精度の高いランキングシステムを採用していることで知られるLegatum Institute Foundationの『THE LEGATUM PROSPERITY INDEX™ 2020』(以下『プロスペリティ2020』)によれば、世界で最も繫栄度が低い国は、南スーダンでした。

 

上記で紹介した『旅行者の安全度が低い国10カ国』のうち4カ国が、これから紹介する『世界で最も繫栄度の低い国10カ国』にも名前を連ねています。

 

また、軍事介入や暴力の度合いを示す『グローバル・ピース・インデックス2020』の最下位10カ国のうち5ヵ国が、『国の繫栄度ランキング2020』の最下位10カ国にも入っています。

 

これは、その国における紛争、GDPを占める多額の軍事支出、国の繫栄度の低さ、貧困、飢餓が、多くの場合、それぞれ共通して治安の悪い国に顕著に存在することを示すには、十分な結果ではないでしょうか?

 

それでは、『繫栄度が低い国10カ国』を見ていきましょう。

 

世界で最も繁栄度が低い国10カ国

Legatum Institute Foundationは、世界中の国の繫栄度を示す『プロスペリティ2020』を作成するにあたって、以下のような項目をランキングの判断基準にすえています。

・治安(セーフティーとセキュリティー)

・個人の自由度

・ガバナンス(政府のクリーン度など)

・ソーシャルキャピタル

(個人と社会のつながりなどを示す)

・投資環境

・企業の状態

・マーケットアクセスやインフラ

・経済の質

・生活状況

・ヘルスケア

・教育

・自然環境

抗議活動によって危険な状態がつづいている香港「治安」の項目で、2020年世界で6位にランク入りしているのをみると、ここでは、主に国際紛争や治安部隊の統率が大きな割合を占めていることが分かります。
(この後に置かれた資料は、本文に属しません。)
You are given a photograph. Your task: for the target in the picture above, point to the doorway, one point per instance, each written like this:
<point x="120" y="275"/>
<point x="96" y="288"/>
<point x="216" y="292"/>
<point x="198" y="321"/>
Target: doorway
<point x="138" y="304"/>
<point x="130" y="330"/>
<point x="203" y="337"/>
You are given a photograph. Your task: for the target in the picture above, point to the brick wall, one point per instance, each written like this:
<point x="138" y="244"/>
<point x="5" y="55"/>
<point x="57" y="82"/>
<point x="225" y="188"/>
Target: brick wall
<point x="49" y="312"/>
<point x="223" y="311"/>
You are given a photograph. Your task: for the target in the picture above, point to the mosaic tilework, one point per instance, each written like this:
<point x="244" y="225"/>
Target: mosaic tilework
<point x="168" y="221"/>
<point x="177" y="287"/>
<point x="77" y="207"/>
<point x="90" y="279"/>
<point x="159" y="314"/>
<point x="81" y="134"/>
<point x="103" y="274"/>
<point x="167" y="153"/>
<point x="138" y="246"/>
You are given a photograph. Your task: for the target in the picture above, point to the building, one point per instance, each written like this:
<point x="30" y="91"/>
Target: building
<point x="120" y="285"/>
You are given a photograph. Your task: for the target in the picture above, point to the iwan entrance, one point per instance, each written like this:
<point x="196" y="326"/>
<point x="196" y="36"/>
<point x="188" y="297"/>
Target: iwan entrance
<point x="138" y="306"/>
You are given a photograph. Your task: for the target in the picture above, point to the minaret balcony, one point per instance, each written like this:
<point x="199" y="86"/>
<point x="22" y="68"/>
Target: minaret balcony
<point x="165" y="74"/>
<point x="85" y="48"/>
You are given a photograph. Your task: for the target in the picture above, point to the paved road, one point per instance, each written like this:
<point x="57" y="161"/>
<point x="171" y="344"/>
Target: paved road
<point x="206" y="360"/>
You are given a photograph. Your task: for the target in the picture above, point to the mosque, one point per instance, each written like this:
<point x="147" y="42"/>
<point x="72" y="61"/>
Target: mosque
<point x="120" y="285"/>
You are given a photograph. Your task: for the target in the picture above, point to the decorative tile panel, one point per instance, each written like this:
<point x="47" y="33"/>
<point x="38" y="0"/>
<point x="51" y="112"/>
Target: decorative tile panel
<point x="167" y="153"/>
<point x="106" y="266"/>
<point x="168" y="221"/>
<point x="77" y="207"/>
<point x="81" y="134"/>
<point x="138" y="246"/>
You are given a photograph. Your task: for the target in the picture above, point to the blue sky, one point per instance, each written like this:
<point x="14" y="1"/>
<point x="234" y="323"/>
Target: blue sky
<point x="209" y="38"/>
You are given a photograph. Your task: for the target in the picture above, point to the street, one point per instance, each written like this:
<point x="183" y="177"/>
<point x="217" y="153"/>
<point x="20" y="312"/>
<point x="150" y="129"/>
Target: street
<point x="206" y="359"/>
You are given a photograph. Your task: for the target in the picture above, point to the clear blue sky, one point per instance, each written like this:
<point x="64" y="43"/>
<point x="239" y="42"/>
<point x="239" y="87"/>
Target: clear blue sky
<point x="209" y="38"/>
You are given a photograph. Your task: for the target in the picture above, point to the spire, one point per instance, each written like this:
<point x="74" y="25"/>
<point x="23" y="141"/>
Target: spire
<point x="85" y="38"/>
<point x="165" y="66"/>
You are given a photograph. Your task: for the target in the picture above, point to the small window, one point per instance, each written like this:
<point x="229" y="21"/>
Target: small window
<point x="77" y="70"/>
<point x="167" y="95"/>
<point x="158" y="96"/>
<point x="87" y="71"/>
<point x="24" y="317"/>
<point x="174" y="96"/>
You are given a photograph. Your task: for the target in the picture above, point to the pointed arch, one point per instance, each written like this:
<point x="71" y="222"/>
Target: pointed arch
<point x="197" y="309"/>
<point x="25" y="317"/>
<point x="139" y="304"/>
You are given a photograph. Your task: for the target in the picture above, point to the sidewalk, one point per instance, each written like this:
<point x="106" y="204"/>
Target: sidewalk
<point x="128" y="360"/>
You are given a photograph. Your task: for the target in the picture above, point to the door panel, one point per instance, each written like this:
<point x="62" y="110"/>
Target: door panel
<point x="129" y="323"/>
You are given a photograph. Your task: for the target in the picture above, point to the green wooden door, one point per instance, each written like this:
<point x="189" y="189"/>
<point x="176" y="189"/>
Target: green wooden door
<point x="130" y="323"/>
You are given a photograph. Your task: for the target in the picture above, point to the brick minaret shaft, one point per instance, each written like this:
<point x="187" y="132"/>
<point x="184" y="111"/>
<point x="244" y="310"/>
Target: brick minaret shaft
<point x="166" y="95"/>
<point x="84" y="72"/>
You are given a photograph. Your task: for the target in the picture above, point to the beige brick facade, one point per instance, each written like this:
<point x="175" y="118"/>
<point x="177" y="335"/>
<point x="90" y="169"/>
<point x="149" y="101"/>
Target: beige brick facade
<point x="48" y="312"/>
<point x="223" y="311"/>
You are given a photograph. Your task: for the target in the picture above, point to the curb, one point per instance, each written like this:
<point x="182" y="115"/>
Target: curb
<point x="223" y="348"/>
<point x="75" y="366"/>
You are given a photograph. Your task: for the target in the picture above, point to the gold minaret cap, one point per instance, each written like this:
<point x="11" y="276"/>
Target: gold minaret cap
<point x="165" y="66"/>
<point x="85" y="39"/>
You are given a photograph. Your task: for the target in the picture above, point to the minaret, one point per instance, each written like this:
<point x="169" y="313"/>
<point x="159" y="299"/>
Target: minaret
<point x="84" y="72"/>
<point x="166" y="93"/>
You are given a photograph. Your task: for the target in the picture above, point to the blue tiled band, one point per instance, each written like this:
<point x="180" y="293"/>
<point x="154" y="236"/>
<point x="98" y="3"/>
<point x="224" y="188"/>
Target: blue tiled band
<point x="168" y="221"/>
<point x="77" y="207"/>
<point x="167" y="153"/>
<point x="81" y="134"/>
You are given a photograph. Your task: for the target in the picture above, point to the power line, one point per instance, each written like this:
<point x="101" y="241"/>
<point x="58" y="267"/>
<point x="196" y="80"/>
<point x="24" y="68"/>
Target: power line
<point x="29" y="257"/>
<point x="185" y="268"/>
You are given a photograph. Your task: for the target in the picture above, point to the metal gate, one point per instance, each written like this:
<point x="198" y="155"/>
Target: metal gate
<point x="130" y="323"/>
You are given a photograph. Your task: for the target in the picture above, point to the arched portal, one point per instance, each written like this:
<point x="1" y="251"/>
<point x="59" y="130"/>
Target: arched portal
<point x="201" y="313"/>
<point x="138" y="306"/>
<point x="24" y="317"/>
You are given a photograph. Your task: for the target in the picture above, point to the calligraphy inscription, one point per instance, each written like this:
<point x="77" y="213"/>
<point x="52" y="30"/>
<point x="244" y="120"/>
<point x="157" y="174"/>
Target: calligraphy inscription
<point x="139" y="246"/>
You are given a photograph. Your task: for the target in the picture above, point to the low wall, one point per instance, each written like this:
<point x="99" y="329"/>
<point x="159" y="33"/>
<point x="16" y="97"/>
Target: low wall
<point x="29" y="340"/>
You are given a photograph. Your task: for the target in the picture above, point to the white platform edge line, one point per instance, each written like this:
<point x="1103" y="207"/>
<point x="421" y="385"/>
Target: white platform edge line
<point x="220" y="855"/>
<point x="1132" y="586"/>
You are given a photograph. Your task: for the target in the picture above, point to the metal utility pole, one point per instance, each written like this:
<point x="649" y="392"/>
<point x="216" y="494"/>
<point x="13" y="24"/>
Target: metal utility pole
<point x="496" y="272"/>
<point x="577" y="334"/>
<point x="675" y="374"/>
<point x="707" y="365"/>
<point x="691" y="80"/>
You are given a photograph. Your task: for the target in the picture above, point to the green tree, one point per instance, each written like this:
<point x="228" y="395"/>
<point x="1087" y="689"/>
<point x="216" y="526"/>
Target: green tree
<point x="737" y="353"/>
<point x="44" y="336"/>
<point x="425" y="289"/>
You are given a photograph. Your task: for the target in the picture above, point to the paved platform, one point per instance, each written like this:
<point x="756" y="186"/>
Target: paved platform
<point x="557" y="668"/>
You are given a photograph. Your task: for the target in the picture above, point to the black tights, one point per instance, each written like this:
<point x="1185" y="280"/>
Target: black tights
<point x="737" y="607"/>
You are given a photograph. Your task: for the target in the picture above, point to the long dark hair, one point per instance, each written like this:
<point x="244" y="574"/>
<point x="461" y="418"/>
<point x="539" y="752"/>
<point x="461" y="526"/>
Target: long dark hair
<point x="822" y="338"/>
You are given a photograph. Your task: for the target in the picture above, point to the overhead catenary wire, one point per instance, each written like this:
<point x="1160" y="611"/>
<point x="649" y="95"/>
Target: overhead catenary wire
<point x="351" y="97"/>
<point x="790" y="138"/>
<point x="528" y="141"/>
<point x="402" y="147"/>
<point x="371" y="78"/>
その他、一般的な犯罪や、治安が個人の生活に与える影響(短期的・長期的)も判断材料に入っています。

 

「ソーシャルキャピタル」は、個人と社会がいかに強い信頼関係を築けているかという点に重きが置かれています。このことは、2020年10月だけで、2,000人もの自殺者を出した日本が、この項目で140位まで落とされていることに顕著に表れています。このほか、制度への信頼、社会の規範、国への市民参加などが「ソーシャルキャピタル」の判断材料となっています

 

「ガバナンス」は、政府のクリーン度だけでなく、それを定期的にチェックし制御できる第三者機関がしっかりと機能しているかという点にも及びます。

 

例えば、パンデミックにおいて迅速で効果的な対応ができたと高い評価を受けているニュージーランドは、2020年、「ガバナンス」の項目で5位に選ばれました。「ソーシャルキャピタル」や「投資環境」といった他の項目も上がり、結果的に、全体のランクを7位にまで上げてきました。

 

以下では、これらの項目をすべて精査したうえでランク付けられた『国の繁栄度が最も低い国10カ国』をご紹介します。

 

ワースト10位 シリア

 

2019年、ワースト10に入っていなかったシリアですが、2020年ワースト10位になってしまいました。シリアは、167カ国中158位となっています。外務省の情報によると、2011年から続くシリア政府軍と反政府勢力の紛争は、2019年にISILが最後の拠点を失ってからも続いています。この紛争の影響で難民が550万人を超え、国内避難民も610万人を超えました。

 

・シリアの経済状況

シリアの主な産業は、石油の生産、繊維業、食品加工業です。

 

外務省の情報によると、シリアは、2011年以前は社会主義計画経済を採用しながらも民間資本を積極的に導入し、4~5%の経済成長を記録していました。しかし、2011年以降は、欧米諸国からの経済制裁などもあり、シリアのGDP成長率は、-36.5%、インフレ率は28.1%、失業率は13.2%と非常に危機的な状態が続いています。

 

・シリアの繫栄度の要約(ランキング)

『プロスペリティ2020』のシリアの評価は、以下のとおりです。

・治安(セーフティーとセキュリティー)165位

・個人の自由度167位/

・ガバナンス(政府のクリーン度など)161位

・ソーシャルキャピタル

(個人と社会のつながりなどを示す)166位

・投資環境 140位

・企業の状態 162位

・マーケットアクセスやインフラ 122位

・経済の質 131位

・生活状況 103位

・ヘルスケア 114位

・教育 127位

・自然環境 163位

(Legatum Institute Foundation『THE LEGATUM PROSPERITY INDEX™ 2020』より)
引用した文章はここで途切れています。